I knew my luck on the replacement unit that Rival was sending me was too good to be true. 

I got the replacement late on Friday and when I open the box I find out that I have been sent an 18qt roaster model number RO180.  The K.C. is an ROS180. 

I called Rival today and they tell me that they have discontinued that model.  
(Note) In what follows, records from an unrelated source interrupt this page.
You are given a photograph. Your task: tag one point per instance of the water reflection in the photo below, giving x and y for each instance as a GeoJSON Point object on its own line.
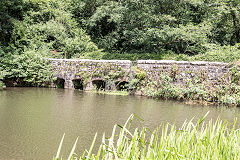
{"type": "Point", "coordinates": [32, 120]}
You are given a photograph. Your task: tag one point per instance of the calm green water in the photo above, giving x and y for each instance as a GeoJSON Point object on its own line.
{"type": "Point", "coordinates": [33, 120]}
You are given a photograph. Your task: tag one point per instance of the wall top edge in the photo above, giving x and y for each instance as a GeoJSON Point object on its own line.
{"type": "Point", "coordinates": [143, 61]}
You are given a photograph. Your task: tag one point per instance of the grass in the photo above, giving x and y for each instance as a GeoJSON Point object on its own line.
{"type": "Point", "coordinates": [201, 140]}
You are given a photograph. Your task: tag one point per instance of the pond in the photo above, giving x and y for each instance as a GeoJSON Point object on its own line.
{"type": "Point", "coordinates": [33, 120]}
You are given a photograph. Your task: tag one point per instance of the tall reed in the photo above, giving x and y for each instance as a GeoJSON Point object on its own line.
{"type": "Point", "coordinates": [201, 140]}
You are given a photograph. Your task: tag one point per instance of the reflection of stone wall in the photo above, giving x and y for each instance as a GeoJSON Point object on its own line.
{"type": "Point", "coordinates": [111, 71]}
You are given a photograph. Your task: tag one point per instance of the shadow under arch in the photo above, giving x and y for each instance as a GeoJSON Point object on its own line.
{"type": "Point", "coordinates": [78, 84]}
{"type": "Point", "coordinates": [60, 83]}
{"type": "Point", "coordinates": [99, 84]}
{"type": "Point", "coordinates": [121, 85]}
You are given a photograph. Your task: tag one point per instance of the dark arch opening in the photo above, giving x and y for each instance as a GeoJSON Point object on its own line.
{"type": "Point", "coordinates": [121, 85]}
{"type": "Point", "coordinates": [60, 83]}
{"type": "Point", "coordinates": [99, 84]}
{"type": "Point", "coordinates": [78, 84]}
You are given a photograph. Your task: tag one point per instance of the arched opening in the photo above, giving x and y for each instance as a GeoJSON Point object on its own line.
{"type": "Point", "coordinates": [78, 84]}
{"type": "Point", "coordinates": [60, 83]}
{"type": "Point", "coordinates": [121, 85]}
{"type": "Point", "coordinates": [99, 84]}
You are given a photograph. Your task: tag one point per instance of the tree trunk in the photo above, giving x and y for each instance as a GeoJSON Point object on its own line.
{"type": "Point", "coordinates": [236, 25]}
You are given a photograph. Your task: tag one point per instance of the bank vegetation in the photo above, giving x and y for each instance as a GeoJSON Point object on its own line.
{"type": "Point", "coordinates": [201, 140]}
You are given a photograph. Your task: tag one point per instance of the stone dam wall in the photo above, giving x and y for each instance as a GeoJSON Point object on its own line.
{"type": "Point", "coordinates": [112, 74]}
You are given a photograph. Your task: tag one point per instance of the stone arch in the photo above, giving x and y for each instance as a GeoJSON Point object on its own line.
{"type": "Point", "coordinates": [99, 84]}
{"type": "Point", "coordinates": [121, 85]}
{"type": "Point", "coordinates": [78, 84]}
{"type": "Point", "coordinates": [60, 83]}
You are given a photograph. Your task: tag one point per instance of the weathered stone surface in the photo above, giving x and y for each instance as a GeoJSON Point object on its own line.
{"type": "Point", "coordinates": [70, 69]}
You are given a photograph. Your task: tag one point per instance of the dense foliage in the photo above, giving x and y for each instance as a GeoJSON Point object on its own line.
{"type": "Point", "coordinates": [115, 29]}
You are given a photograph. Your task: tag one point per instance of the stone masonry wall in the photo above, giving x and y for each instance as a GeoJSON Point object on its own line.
{"type": "Point", "coordinates": [120, 70]}
{"type": "Point", "coordinates": [212, 70]}
{"type": "Point", "coordinates": [89, 70]}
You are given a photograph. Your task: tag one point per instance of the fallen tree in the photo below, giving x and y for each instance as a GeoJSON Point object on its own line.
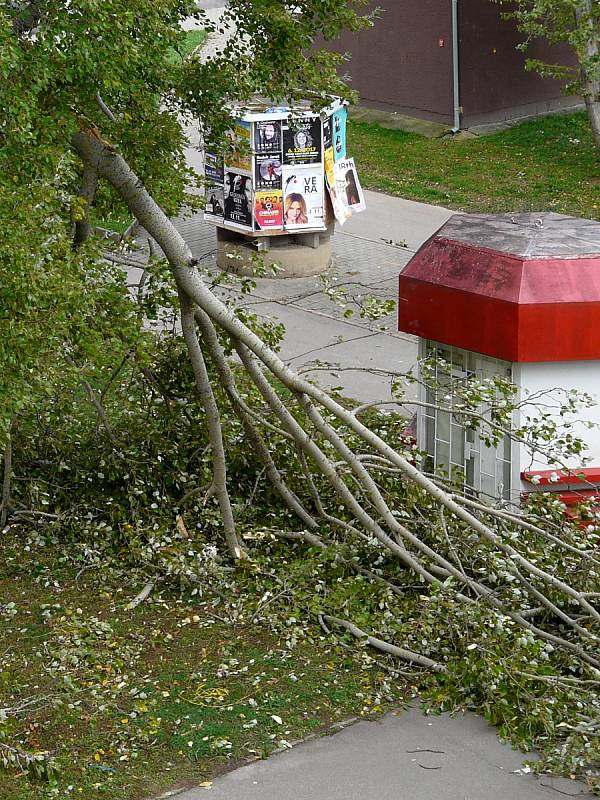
{"type": "Point", "coordinates": [519, 592]}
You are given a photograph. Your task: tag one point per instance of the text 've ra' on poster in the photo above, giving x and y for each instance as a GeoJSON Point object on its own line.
{"type": "Point", "coordinates": [338, 133]}
{"type": "Point", "coordinates": [327, 133]}
{"type": "Point", "coordinates": [267, 137]}
{"type": "Point", "coordinates": [267, 172]}
{"type": "Point", "coordinates": [215, 201]}
{"type": "Point", "coordinates": [347, 186]}
{"type": "Point", "coordinates": [302, 197]}
{"type": "Point", "coordinates": [213, 168]}
{"type": "Point", "coordinates": [239, 155]}
{"type": "Point", "coordinates": [268, 209]}
{"type": "Point", "coordinates": [238, 199]}
{"type": "Point", "coordinates": [302, 141]}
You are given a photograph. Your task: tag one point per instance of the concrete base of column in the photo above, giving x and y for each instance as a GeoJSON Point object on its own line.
{"type": "Point", "coordinates": [296, 255]}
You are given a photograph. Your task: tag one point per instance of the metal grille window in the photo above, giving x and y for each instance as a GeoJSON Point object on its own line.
{"type": "Point", "coordinates": [458, 451]}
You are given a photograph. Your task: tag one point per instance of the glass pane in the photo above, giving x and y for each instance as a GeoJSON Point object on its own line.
{"type": "Point", "coordinates": [442, 456]}
{"type": "Point", "coordinates": [488, 485]}
{"type": "Point", "coordinates": [458, 444]}
{"type": "Point", "coordinates": [506, 478]}
{"type": "Point", "coordinates": [443, 427]}
{"type": "Point", "coordinates": [429, 436]}
{"type": "Point", "coordinates": [470, 473]}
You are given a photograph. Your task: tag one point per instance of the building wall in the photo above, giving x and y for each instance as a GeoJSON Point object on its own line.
{"type": "Point", "coordinates": [494, 83]}
{"type": "Point", "coordinates": [404, 63]}
{"type": "Point", "coordinates": [398, 65]}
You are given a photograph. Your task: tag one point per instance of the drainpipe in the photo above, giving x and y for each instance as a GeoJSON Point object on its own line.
{"type": "Point", "coordinates": [455, 65]}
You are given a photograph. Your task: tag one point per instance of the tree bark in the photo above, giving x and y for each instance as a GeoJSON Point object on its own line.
{"type": "Point", "coordinates": [89, 181]}
{"type": "Point", "coordinates": [213, 418]}
{"type": "Point", "coordinates": [590, 83]}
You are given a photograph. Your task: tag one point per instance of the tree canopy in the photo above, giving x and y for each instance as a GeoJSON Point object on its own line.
{"type": "Point", "coordinates": [94, 100]}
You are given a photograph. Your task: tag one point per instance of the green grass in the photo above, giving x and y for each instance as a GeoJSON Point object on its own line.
{"type": "Point", "coordinates": [132, 703]}
{"type": "Point", "coordinates": [193, 39]}
{"type": "Point", "coordinates": [548, 164]}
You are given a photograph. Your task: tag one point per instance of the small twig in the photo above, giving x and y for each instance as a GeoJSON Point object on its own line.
{"type": "Point", "coordinates": [7, 478]}
{"type": "Point", "coordinates": [139, 599]}
{"type": "Point", "coordinates": [385, 647]}
{"type": "Point", "coordinates": [104, 108]}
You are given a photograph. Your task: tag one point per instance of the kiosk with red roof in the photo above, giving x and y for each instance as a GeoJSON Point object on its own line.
{"type": "Point", "coordinates": [516, 295]}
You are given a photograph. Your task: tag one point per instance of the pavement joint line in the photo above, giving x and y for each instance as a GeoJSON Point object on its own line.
{"type": "Point", "coordinates": [381, 242]}
{"type": "Point", "coordinates": [326, 346]}
{"type": "Point", "coordinates": [393, 334]}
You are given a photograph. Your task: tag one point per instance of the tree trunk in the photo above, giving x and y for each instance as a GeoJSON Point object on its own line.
{"type": "Point", "coordinates": [589, 81]}
{"type": "Point", "coordinates": [213, 419]}
{"type": "Point", "coordinates": [89, 180]}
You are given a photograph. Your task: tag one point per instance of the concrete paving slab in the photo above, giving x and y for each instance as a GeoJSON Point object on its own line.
{"type": "Point", "coordinates": [408, 756]}
{"type": "Point", "coordinates": [394, 218]}
{"type": "Point", "coordinates": [355, 354]}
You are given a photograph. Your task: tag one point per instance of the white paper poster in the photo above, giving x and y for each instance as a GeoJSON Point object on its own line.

If I can find the reciept I will be returning this to Wal-Mart and head over to HD to pick up the Brinkmann Vertical charcoal.  I have learned enough now (and gotten my wife hooked on smoked meat) that I think I can handle "the big boys toy".


----------



## kookie (Mar 4, 2008)

Well that sucks...........But hey at least you got a free roaster............Hope you find your reciept......If not maybe walmart will return it anyways for credit and you can get a smoker from them.........Best of luck.......


----------



## richtee (Mar 4, 2008)

Heh!  You go..it was evidently meant to be!


----------



## vlap (Mar 4, 2008)

Guess I better take better care of my kc smoker...


----------



## luv2camp35 (Mar 4, 2008)

I am now the proud owner of a Brinkman Vertical charcoal smoker.  I looked at the one that WallyWorld carries but do not like the single door setup.   

Got me a big bag of charcoal, bigger bag of chunks and a jug of starter fluid. 

Now I just need for it to stop raining in East TN long enough today for me to season the new toy.  A few mods to the charcoal pan and I will be good to go.

I think I can mod this one to use the burner from my propane turkey fryer as well.  I looked at it yesterday and it is mounted to the stand by a single nut.  One small hole in the bottom of the smoker and I should be "cookin' with gas" wihen I don't want to babysit the charcoal.


----------



## kratzx4 (Mar 4, 2008)

You are'nt using the starter fluid to start the charcoal are you?. IMO i would use newspaper or the wax fire starters. some nasty fumes come from lighter fluid My .02 cents worth. Also way to go on the new smoker.


----------



## bbq bubba (Mar 4, 2008)

Please tell me that's for starting your bon fire with......


----------



## mossymo (Mar 4, 2008)

Congrats on the smoker upgrade, bad things do happen for good reasons !!!


----------



## podevil (Mar 4, 2008)

Get a chimney starter and some newspaper..it's the only way!
Podevil


----------



## erain (Mar 4, 2008)

agree 100% get a starter chimney or make one from a piece of stove pipe. once you use a chimney you will never go back to fluid, not to mention they pay for themselves by not having to buy the fluid and better yet no worry about any residues getting into your food..... and speaking about residues then theres the briquets-use lump charcoal, pure wood no by products but thats another thread which i bet has already been discussed.


----------



## luv2camp35 (Mar 4, 2008)

Just started the cure...right after I read all the "don'ts". 
	

	
	
		
		



		
		
	


	





I will invest in the chimney. And use only lump in the future.

Thanks guys....


----------



## rvrivalkc (Mar 15, 2008)

Am I to understand that RIVAL no longer makes the KC Smoker?
I am an RVer, and purchased one at Christmas and have been using when we travel. It is small enough to pack in the RV and does turn out some good Q. Is there anything else on the market that is similar?

Thanks


----------



## luv2camp35 (Mar 15, 2008)

According to Rival Customer Service that unit is no longer made and they don't have a replacement model.  

I am wondering if this is a seasonal item.  I have only seen this around Christmas time.  

I would buy another unit like this simply for the ease of use.  Maybe we can e-mail Ron Popeil to make us a "Set It and Forget It!!!" Smoker.


----------



## mulepackin (Mar 15, 2008)

If you don't want to "invest" in a chimney (they are pretty cheap) you can always make one from a 3 # coffee can. Cut both ends off, then use a church key can opener to pierce several holes on the sides of what will become the bottom. Crumple a sheet or two of newpaper into the bottom, fill with briquettes and light it off.


----------